Fair Terms and Fair Pricing For Multiple Warrant issues

Stochastic Processes Seminar

by P. W. A. Dayananda


Institution: University of St. Thomas, Minneapolis, Minnesota
Date: Tue 2nd August 2011
Time: 3:15 PM
Location: Alice Hoy - room 242

Abstract: For many years corporations have raised capital using bond issues with warrants attached or have issued warrants separately as a way to keep bond yields low or simply to raise funds. Warrants have features similar to exchange-traded call options, with one important exception being that when a warrant is exercised, new shares are issued by the company, contributing to the ‘dilution’ of equity interests.

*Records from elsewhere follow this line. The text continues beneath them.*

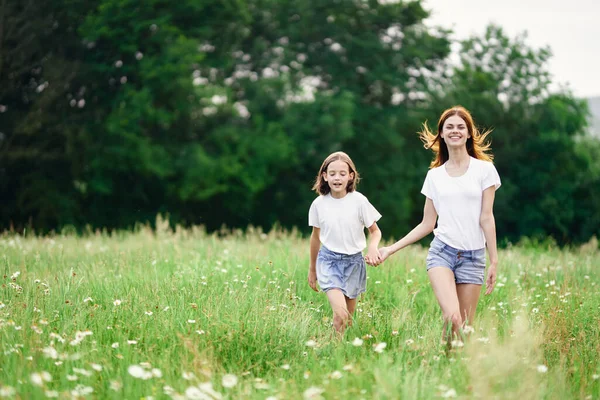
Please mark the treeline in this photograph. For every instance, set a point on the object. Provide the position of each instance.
(220, 113)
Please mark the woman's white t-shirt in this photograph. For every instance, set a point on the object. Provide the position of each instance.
(458, 201)
(343, 221)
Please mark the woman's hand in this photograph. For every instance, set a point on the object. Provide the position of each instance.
(312, 279)
(372, 257)
(490, 282)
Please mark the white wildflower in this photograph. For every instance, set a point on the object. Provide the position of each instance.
(379, 347)
(229, 380)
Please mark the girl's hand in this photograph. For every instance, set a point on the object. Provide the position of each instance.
(490, 283)
(312, 279)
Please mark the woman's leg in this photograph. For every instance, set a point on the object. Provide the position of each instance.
(468, 296)
(444, 287)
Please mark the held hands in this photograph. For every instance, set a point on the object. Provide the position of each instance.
(490, 282)
(377, 256)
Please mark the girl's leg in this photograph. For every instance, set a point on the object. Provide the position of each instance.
(341, 315)
(351, 306)
(468, 296)
(444, 287)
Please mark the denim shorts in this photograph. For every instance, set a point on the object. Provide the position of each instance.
(346, 272)
(468, 265)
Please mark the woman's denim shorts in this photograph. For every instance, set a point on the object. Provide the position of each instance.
(346, 272)
(468, 265)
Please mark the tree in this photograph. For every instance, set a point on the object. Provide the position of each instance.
(504, 84)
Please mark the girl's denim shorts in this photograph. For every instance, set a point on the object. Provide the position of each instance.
(346, 272)
(468, 265)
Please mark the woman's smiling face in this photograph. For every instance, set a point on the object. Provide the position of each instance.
(455, 132)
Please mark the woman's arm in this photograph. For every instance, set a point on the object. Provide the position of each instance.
(372, 256)
(315, 244)
(420, 231)
(488, 224)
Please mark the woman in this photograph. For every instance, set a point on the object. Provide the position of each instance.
(459, 188)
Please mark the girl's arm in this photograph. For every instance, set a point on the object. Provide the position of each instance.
(373, 256)
(419, 232)
(315, 244)
(488, 224)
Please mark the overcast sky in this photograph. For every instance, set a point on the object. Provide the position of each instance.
(570, 28)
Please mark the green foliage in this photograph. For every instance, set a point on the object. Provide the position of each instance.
(220, 113)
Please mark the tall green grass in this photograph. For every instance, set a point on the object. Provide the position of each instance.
(232, 316)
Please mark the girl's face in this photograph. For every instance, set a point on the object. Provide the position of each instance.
(337, 177)
(455, 132)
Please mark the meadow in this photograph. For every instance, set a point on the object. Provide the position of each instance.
(182, 314)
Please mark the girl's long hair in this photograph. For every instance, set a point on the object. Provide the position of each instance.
(477, 146)
(322, 187)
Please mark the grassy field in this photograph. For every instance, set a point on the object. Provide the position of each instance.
(156, 314)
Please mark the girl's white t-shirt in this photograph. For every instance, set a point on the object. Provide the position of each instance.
(458, 201)
(343, 221)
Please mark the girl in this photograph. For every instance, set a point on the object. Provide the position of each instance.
(459, 188)
(338, 217)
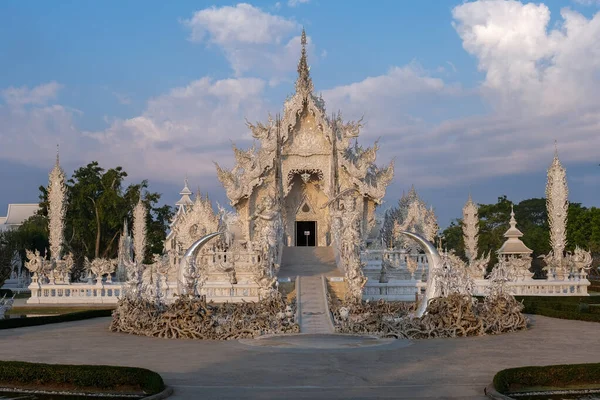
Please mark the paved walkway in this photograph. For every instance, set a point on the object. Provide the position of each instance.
(422, 369)
(314, 317)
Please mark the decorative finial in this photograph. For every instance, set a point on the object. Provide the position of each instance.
(513, 221)
(304, 83)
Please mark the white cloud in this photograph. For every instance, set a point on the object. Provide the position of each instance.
(38, 95)
(243, 23)
(294, 3)
(541, 86)
(528, 67)
(29, 135)
(122, 98)
(251, 39)
(185, 130)
(587, 2)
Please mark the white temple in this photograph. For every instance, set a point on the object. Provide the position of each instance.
(306, 183)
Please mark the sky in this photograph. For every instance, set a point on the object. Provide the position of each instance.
(465, 96)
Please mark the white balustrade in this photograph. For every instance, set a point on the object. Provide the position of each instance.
(76, 293)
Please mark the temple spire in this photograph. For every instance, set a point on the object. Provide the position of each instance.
(304, 83)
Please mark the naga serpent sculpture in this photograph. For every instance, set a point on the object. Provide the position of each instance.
(435, 261)
(189, 258)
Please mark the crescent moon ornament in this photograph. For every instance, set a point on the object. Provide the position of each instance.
(435, 262)
(189, 258)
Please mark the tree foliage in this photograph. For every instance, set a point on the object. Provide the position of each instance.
(583, 228)
(98, 203)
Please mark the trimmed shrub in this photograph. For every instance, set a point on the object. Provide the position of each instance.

The work by and Schultz and Trautmann (1994) and Sidenius (1996) points out that the options-pricing methods used for warrant valuation may be equivalent to the call-on-the-value-of-the-firm method if the value of the firm is considered to be market value, which is observable in many cases as the combined value of all outstanding equity issues. The starting point for the results reported here is the confirmation, in the case of a company whose equity consists entirely of its common stock and a single issue of warrants, that the valuation of a warrant as a call option on the market value of the firm and the valuation of a stock option with terms identical to those of the warrant are the same. This observation results from the recursive nature of the warrant. That is, a warrant is a call on the market value of the firm, which value includes the value of the warrant.

We assume that the stock price process is governed by a geometric Brownian motion with constant drift and volatility parameters per unit time. In the presentation, we will consider the case of a single tranche of warrants, followed by an investigation of the interaction between (among) two or more warrant issues. Particular attention will be paid to questions of fair terms and fair pricing when a newly issued warrant has implications for holders of warrants that are already outstanding, regardless of the relative exercise times of the two warrant issues. We will show that ‘fairness’ requires some adjustments for older-issued warrants when a new issue of warrants is created and will develop specific formulas for the adjusted values. Pricing formulae are derived when two tranches of warrants have been issued and the methodology can be extended to multiple issues of warrants. We also investigate the sensitivity of the warrant value/s to the parameters. The applications of the formulae derived are studied and compared with the market values of some warrants in the market.